Discovering Ports in Use on your network:

As part of our firewall reimplementation, I have been struggling with understanding the exact port needs of the services on our hosts. Previously, I discussed a procedure for discovering all network shares being served by the servers you manage:

http://www.uvm.edu/~jgm/wordpress/?p=96

Today, I used this procedure as a jumping off point for discovering all servers using high-order RPC ports, and the RPC end-point mapper. I followed the procedure above to discover all available hosts in a subnet. Next we use the excellent SysInternals tool “PSExec” to gather “netstat” information on this list of hosts. Here is the command:

for /f %c in (availablehosts.txt) do echo %c >> epmsys2.txt && psexec.exe \%c -e netstat -ano | find “135” >> epmsys2.txt

Taking it apart…

  • Start a “for” loop for each server listed in the “available hosts” file.
  • Start each pass though the loop by “echoing” the host name, and appending the output to a capture file.
  • Next, use PSEXec to execute “netstat” on each host.
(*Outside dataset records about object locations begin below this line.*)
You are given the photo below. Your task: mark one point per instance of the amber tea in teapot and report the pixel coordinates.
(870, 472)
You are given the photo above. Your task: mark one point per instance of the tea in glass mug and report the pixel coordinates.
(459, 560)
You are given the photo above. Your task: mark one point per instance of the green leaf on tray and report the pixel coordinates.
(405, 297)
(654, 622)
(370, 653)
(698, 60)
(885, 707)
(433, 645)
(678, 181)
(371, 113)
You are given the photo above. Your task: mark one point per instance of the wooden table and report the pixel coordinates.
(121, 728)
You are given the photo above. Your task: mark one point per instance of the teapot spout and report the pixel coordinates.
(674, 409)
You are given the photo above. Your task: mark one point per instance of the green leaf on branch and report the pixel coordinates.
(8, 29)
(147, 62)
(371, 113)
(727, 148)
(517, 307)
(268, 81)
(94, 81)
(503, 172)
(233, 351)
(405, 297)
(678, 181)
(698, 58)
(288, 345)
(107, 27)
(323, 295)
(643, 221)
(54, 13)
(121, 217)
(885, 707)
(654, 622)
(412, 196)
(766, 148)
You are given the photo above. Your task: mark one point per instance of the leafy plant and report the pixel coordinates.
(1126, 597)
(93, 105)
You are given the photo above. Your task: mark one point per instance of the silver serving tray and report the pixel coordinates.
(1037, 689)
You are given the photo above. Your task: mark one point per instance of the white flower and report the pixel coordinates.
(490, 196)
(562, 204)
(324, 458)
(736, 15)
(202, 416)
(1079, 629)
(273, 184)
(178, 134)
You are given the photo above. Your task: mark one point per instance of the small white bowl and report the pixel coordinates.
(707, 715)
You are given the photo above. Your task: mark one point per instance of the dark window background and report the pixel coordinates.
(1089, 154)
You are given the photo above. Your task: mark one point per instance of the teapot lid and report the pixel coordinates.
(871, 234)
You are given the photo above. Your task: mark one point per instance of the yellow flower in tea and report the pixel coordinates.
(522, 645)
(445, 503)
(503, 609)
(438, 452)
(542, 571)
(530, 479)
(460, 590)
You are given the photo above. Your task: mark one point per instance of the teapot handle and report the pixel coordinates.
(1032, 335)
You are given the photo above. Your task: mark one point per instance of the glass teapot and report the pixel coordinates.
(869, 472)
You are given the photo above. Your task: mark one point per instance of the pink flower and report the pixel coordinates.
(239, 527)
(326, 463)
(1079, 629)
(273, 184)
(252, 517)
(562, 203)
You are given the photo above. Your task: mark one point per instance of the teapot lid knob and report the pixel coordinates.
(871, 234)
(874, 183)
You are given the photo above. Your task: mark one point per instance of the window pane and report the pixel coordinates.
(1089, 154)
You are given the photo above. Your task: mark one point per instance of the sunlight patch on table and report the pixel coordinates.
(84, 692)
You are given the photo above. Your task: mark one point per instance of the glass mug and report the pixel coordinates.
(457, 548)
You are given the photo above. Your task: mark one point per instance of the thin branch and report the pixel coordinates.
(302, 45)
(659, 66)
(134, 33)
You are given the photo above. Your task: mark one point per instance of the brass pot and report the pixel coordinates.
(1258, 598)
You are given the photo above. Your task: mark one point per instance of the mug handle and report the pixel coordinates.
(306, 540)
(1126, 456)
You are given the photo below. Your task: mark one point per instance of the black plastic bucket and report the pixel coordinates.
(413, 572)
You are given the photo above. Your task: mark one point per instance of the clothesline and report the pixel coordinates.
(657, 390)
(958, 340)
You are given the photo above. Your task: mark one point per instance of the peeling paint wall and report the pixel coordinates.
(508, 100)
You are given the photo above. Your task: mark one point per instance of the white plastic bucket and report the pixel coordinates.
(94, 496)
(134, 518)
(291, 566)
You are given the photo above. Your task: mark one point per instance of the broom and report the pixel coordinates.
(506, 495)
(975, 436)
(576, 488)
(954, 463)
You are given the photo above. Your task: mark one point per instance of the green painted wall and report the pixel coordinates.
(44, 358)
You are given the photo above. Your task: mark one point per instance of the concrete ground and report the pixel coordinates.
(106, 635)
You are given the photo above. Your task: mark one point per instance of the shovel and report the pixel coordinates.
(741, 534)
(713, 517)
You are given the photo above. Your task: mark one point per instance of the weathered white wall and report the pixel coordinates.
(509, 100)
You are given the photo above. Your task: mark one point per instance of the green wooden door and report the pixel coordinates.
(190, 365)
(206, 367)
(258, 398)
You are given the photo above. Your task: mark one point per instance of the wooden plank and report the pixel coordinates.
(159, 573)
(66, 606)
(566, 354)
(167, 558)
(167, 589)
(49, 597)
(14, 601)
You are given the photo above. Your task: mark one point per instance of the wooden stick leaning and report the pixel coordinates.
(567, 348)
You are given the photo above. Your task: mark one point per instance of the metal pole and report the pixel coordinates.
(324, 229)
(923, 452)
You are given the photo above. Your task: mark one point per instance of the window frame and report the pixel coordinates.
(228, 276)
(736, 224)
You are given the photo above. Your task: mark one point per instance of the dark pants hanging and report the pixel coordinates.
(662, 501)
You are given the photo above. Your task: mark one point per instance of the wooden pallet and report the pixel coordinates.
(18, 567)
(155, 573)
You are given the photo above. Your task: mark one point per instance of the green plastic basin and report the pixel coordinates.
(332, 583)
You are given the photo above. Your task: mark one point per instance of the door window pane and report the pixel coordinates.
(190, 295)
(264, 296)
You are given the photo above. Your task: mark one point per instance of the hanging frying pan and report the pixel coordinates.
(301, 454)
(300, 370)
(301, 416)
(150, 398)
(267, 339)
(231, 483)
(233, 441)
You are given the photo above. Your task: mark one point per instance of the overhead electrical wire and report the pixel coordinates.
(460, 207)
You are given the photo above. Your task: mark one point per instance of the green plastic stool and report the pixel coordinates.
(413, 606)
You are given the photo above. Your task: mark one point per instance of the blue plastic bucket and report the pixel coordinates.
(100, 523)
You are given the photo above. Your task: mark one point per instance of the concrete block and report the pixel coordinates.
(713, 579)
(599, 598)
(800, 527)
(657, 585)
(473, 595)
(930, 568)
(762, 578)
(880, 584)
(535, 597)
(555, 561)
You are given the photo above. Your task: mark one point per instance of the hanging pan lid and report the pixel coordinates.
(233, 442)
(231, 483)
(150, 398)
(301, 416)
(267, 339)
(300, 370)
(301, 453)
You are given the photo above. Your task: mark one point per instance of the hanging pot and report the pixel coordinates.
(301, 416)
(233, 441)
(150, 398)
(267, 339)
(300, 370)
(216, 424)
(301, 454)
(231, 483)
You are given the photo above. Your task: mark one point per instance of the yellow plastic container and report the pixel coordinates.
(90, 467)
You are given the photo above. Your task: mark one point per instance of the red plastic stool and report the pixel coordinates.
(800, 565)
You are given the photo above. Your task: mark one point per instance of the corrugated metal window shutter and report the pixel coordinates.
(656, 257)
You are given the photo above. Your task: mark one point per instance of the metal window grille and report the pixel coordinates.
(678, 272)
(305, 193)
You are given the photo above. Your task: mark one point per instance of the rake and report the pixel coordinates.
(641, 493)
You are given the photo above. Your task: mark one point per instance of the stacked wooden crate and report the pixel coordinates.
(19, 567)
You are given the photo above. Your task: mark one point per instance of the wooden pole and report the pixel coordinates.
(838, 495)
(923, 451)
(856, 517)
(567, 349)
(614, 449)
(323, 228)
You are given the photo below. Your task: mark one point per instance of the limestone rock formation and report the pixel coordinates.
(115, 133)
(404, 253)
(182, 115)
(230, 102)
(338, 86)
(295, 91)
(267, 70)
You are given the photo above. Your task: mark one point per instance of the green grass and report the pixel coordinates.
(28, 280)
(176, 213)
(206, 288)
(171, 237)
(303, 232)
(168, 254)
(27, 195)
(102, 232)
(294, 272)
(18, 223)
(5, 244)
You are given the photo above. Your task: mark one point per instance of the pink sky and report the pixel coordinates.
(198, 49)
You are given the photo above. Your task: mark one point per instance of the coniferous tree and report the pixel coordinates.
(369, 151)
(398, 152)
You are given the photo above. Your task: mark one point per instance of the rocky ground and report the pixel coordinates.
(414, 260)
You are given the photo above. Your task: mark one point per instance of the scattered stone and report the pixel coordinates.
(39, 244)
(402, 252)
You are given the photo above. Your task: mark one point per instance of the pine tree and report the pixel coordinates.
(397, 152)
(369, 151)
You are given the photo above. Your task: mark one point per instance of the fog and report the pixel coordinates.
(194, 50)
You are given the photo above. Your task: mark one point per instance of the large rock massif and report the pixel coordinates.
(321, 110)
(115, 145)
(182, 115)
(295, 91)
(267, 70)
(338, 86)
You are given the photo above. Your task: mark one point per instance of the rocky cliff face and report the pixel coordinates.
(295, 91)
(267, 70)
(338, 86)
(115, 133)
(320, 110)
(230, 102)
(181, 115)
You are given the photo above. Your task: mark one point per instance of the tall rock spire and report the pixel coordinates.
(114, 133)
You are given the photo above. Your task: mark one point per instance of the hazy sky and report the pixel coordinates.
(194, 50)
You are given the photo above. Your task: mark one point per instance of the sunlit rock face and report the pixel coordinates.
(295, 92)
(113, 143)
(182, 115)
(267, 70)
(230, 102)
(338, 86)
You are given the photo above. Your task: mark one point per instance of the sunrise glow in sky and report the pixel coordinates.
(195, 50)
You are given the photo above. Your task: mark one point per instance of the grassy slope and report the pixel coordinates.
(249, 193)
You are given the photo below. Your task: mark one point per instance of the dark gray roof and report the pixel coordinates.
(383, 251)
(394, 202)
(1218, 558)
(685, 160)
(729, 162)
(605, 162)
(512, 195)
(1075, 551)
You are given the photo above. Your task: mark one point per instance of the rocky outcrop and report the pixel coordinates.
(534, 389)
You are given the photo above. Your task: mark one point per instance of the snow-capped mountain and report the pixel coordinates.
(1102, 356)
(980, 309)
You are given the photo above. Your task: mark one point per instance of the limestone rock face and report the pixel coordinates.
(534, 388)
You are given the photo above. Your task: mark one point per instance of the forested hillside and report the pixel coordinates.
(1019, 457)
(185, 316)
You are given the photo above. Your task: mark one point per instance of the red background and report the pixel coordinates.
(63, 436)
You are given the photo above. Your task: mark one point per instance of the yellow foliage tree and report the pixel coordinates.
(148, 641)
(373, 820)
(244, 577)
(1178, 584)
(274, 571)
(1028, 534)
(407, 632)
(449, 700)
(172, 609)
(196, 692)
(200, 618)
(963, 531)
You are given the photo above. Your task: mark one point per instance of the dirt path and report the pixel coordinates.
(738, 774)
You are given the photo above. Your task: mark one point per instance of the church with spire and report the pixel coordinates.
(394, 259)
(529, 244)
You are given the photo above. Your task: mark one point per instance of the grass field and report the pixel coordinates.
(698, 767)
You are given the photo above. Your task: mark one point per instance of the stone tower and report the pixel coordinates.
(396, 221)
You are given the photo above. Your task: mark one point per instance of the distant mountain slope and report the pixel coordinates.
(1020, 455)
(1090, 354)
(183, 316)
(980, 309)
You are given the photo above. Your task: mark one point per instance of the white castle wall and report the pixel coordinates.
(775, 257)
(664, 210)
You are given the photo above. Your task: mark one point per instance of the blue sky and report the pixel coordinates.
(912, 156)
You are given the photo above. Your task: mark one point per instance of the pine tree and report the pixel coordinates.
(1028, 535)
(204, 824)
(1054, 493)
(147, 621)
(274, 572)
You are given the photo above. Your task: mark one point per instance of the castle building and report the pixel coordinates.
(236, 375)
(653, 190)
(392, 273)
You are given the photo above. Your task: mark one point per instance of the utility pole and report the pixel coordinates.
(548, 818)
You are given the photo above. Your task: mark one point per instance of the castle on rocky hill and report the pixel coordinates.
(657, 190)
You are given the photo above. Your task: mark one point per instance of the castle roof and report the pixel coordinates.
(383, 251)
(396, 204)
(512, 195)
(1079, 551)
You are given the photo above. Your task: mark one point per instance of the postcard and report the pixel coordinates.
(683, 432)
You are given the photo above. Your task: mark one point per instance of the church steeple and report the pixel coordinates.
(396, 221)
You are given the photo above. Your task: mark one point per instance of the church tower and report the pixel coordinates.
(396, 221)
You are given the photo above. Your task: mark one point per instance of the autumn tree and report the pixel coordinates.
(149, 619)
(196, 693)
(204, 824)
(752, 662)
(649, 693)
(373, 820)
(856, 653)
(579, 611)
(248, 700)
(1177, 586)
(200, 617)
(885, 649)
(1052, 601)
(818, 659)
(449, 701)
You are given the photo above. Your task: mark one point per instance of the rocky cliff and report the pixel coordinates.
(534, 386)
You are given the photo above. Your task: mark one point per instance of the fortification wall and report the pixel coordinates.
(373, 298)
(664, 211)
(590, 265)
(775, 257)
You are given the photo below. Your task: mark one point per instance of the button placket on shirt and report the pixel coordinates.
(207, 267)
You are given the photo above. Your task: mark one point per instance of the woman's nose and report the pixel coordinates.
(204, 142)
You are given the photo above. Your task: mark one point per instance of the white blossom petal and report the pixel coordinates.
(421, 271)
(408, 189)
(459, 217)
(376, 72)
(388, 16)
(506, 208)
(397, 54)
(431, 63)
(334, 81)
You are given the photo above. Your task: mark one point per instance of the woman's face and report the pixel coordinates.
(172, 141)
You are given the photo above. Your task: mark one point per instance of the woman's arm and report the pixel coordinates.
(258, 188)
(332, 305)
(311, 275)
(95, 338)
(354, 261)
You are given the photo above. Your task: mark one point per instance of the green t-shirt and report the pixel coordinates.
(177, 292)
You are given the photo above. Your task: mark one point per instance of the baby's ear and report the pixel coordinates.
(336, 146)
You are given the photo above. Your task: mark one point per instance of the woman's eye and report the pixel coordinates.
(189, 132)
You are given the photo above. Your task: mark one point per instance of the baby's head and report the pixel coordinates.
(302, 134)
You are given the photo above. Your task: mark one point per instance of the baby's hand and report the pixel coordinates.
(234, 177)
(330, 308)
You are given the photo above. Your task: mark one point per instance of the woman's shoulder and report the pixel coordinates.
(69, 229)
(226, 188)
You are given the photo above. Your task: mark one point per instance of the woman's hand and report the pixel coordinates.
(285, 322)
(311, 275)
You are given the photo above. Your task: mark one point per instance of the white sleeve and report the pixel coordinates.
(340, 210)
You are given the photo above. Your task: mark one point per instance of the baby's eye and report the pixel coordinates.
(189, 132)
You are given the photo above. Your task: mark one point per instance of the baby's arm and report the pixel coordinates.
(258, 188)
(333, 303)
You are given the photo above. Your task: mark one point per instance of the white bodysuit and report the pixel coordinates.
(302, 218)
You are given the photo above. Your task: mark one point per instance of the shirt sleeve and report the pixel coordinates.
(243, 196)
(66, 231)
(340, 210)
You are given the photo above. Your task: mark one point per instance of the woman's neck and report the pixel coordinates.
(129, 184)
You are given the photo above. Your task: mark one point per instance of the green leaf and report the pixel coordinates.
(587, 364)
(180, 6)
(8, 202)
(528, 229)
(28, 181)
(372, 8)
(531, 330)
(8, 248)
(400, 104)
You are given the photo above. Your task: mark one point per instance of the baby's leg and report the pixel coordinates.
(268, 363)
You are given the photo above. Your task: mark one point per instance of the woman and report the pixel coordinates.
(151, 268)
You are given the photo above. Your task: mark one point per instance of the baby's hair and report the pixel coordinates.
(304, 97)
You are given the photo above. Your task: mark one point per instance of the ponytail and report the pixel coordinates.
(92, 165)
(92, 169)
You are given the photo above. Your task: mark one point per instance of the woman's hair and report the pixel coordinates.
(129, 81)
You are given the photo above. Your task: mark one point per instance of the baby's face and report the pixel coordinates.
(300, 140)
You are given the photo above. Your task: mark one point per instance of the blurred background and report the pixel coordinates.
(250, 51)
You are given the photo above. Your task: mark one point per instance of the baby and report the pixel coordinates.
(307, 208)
Use “-e” to reduce resources used on the target host (does not load user environment remotely).
  • Pipe netstat output though “find”. Filter for port 135 (the DCE RPC Endpoint Mapper).
  • Direct output from psexec/netstat to the same file.

I ran this command two times… once for TCP Port 135, and then again for TCP port 6150 (which is the first “high order” RPC port available on our servers). The result is a file content like this:

WINUPDATE.campus.ad.uvm.edu
TCP 0.0.0.0:135 0.0.0.0:0 LISTENING 692
printers.campus.ad.uvm.edu
TCP 0.0.0.0:135 0.0.0.0:0 LISTENING 692
TCP 132.198.102.14:135 132.198.92.189:2917 TIME_WAIT 0
TCP 132.198.102.14:135 132.198.92.189:2918 TIME_WAIT 0
TCP 132.198.102.14:135 132.198.92.189:2919 TIME_WAIT 0
TCP 132.198.102.14:135 132.198.92.189:2920 TIME_WAIT 0

 

Every server listens with the EPM, but only a few have active connections. These are the ones that are actually using the service. As we expected, the Domain Controllers have many active EPM connections. What I did not expect is that the print server is also very busy… I wonder why?